The plant has to adapt to the local conditions. The plants that don't die and mature at the right time. Traditional agricultural methods don't involve sprinkler systems, constant watering and feeding.
The photo-period, how dry the area is, how hot or cool, what kind of soil, etc. Humans are watering the plants but if it's Morocco for instance, there's not much water to give them. So Moroccan landraces tend to be drought tolerant. Afghanistan has cold winters so the landraces finish faster then plants further south.
The obvious one I mentioned earlier was that potency increases towards the equator, lowers further from the equator. The question is why? Finding potent high yielding strains that finish in the middle of September is difficult and breeding Autoflower strains is difficult. You're fighting the natural tendency of the plant.
To play the devil's advocate, what if by working with all these indoor Indica/hybrids and breeding within the same narrow gene pool (OG Kush, Skunk, etc.) we're creating new "land races" that will be unique to our own time and revered by generations in the future?
They're heirloom not landraces but yes of course. My favorite strains are probably 'California landrace' the strains from Northern California that I was growing in the mid 90s.
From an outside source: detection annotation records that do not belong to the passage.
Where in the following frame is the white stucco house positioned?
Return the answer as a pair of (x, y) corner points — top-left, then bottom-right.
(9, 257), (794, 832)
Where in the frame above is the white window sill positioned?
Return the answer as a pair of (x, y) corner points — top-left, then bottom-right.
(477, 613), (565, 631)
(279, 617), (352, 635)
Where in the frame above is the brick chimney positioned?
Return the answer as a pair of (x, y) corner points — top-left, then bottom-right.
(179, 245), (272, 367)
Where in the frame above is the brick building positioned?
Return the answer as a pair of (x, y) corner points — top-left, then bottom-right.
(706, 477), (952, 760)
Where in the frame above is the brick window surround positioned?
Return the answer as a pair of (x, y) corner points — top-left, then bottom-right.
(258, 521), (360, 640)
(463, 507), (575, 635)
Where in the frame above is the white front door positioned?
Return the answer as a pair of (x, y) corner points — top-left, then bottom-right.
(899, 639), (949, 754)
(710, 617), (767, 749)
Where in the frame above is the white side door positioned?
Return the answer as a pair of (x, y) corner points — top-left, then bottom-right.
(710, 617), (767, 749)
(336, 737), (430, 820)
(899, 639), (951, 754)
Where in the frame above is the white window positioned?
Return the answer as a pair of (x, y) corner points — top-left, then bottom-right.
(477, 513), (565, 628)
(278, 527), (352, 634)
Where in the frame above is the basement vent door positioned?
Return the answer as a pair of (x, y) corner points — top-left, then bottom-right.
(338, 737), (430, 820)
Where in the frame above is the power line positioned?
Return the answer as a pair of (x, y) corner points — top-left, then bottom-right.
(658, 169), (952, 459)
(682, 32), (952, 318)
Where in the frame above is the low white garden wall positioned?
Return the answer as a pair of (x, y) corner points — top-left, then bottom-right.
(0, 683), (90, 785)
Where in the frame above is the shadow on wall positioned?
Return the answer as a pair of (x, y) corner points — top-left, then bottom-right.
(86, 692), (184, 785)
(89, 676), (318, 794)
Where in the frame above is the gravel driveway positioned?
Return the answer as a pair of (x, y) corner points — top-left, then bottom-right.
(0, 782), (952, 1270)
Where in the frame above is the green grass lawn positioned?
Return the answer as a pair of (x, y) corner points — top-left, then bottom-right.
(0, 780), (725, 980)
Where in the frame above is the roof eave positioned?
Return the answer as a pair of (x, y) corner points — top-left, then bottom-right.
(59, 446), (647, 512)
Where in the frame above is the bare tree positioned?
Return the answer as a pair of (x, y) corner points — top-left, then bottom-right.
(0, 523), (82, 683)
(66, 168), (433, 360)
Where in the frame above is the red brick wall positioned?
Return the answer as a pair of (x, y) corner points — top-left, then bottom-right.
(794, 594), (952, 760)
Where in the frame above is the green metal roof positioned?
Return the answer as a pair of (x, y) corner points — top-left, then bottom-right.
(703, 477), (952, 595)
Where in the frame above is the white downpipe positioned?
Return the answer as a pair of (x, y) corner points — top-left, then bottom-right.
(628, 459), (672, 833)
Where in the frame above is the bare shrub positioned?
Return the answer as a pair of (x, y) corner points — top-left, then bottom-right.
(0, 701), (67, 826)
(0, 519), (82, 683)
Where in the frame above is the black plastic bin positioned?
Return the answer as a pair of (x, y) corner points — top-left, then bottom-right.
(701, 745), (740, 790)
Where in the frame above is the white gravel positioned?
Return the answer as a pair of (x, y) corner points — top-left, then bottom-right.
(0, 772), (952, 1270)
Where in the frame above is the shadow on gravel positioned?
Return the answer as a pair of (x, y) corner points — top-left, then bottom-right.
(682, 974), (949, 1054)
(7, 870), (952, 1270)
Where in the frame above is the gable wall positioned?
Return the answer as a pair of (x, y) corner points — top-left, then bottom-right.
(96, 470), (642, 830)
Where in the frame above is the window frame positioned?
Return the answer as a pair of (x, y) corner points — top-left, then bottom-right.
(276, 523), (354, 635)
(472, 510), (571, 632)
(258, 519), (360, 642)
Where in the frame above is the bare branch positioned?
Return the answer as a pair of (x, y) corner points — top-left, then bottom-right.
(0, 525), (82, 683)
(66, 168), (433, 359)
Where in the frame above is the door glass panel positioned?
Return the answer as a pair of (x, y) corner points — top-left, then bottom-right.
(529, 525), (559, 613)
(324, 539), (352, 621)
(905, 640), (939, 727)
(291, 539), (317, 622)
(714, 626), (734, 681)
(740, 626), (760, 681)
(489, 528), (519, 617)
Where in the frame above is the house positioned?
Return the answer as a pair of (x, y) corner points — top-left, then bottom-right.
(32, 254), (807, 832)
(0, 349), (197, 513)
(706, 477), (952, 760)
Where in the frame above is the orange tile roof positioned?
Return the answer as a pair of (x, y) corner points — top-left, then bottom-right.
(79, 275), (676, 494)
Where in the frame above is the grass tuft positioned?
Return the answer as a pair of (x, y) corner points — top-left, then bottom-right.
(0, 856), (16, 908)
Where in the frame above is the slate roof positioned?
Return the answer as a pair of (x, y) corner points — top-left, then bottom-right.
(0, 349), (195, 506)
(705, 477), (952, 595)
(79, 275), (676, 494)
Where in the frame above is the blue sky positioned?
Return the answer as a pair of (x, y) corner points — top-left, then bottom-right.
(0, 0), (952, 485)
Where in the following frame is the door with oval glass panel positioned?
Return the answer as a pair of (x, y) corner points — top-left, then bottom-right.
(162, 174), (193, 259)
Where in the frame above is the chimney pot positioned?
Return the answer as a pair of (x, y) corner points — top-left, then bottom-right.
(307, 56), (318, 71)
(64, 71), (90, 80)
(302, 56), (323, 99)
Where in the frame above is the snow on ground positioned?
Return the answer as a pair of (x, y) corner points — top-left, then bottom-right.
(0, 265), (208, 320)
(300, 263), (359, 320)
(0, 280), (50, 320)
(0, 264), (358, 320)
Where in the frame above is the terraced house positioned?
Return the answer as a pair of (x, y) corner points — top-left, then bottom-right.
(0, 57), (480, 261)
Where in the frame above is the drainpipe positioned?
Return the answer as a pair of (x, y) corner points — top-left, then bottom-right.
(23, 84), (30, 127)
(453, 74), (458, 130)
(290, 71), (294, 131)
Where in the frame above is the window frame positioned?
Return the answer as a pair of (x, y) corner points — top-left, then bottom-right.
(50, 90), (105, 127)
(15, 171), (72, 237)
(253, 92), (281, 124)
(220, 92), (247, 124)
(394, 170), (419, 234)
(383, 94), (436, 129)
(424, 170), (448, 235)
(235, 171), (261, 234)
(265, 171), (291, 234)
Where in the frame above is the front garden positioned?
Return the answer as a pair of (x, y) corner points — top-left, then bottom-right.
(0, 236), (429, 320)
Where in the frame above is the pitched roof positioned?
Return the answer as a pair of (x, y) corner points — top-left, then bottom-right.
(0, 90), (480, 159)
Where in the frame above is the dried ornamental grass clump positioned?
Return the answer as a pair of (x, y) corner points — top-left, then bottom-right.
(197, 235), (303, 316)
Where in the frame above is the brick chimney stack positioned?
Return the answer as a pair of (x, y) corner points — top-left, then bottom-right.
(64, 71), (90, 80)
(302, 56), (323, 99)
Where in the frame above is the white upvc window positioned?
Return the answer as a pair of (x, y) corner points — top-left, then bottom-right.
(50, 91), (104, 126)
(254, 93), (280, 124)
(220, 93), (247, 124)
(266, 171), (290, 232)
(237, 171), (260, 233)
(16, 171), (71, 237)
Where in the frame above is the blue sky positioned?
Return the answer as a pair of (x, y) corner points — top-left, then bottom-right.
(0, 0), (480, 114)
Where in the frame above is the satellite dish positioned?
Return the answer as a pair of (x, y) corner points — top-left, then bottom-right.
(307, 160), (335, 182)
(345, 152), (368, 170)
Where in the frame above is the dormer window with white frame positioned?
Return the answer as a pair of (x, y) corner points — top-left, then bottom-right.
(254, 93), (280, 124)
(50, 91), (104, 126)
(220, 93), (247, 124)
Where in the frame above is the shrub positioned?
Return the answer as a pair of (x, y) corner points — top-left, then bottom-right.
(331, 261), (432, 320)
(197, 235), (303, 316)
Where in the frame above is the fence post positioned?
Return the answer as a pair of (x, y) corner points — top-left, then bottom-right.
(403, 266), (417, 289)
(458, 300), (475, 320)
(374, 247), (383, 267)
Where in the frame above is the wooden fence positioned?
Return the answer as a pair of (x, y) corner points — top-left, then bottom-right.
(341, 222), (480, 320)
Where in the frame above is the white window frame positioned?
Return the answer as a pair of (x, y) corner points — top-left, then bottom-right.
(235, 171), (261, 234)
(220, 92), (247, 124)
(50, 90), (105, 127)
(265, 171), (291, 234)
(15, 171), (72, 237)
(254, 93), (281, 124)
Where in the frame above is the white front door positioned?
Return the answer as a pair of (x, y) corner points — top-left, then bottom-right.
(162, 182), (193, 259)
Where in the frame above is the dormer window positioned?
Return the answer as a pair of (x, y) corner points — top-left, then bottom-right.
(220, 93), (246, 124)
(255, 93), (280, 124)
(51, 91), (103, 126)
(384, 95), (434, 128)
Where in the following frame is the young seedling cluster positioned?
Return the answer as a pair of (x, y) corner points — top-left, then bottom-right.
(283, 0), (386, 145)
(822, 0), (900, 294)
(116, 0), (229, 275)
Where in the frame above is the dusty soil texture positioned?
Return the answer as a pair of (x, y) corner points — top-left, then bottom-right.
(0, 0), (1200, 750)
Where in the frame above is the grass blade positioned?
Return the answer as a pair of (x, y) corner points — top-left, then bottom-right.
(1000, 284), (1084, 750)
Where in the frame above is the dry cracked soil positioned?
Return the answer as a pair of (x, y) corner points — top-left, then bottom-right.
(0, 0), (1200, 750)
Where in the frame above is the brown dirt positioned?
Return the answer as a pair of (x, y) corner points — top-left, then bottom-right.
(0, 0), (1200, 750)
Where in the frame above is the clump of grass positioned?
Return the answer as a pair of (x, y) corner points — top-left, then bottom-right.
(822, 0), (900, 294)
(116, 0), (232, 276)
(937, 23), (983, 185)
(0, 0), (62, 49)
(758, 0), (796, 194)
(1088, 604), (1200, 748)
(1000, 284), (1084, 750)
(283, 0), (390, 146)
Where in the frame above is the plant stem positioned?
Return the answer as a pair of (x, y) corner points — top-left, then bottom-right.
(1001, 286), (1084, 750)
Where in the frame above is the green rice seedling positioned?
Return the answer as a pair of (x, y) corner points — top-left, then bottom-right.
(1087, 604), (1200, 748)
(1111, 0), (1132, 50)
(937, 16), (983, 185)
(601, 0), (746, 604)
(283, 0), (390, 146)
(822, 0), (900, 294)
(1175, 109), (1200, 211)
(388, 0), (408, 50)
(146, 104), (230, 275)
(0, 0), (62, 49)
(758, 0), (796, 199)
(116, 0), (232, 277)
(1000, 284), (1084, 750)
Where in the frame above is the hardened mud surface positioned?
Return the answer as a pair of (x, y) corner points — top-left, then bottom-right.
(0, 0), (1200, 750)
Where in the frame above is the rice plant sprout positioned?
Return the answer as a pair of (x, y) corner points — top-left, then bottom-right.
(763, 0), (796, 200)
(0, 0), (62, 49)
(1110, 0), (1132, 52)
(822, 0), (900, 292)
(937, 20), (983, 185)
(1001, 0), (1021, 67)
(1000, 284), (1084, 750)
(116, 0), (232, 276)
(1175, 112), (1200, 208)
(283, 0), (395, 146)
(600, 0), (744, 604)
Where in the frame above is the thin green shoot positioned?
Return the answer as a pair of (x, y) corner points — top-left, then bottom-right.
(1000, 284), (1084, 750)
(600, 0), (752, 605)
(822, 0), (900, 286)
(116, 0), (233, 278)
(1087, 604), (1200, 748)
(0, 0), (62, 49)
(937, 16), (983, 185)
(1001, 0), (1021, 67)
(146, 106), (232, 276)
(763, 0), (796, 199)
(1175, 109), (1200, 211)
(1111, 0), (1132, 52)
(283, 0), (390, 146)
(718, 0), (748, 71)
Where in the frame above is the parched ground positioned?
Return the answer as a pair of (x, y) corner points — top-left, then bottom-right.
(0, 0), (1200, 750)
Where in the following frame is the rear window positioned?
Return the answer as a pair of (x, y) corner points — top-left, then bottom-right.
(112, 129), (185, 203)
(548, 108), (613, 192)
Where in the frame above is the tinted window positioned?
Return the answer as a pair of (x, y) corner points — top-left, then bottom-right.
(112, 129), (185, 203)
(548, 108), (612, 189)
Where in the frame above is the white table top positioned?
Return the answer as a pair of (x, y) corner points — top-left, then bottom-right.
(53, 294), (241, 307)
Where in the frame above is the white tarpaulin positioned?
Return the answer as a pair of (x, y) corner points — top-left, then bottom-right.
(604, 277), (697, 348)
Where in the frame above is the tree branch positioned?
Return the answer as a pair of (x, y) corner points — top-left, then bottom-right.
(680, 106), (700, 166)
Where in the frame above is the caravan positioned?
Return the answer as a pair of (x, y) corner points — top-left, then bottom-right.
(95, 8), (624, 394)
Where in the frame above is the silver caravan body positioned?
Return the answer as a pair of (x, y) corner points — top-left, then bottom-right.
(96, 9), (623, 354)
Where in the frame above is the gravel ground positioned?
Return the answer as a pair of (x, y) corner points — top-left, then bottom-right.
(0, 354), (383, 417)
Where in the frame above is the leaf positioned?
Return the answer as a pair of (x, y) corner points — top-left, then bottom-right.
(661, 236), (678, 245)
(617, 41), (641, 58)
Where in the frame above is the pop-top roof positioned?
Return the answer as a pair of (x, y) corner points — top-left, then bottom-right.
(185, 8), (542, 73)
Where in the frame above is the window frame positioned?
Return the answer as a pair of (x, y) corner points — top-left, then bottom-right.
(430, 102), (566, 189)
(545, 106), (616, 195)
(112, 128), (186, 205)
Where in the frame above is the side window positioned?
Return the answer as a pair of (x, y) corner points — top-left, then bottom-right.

And to a lesser extent Vancouver Island and the surrounding islands.
The old guys who bred the strains had been growing since the 1960s. Sinsemilla bred from mixing Thai, Mexi, and Afghani landraces. They'd had time to acclimate to the wet cool Northern California autumn. Early finish, high potency, heavy, loud fruity and skunky flavors. The plant shape was easy to tie down into blackberry bushes or nettles to make them difficult to spot from the air.
The climate has changed in Northern Cali the season is a month longer. The old time growers were finished by the end of September. Now everyone finishes at the end of October. Bigger yielding plants and everything smells like fuel or cleaner. When you see and smell a plant you know it's a pot plant. I like those smells and highs but I prefer the fruit and skunk smells.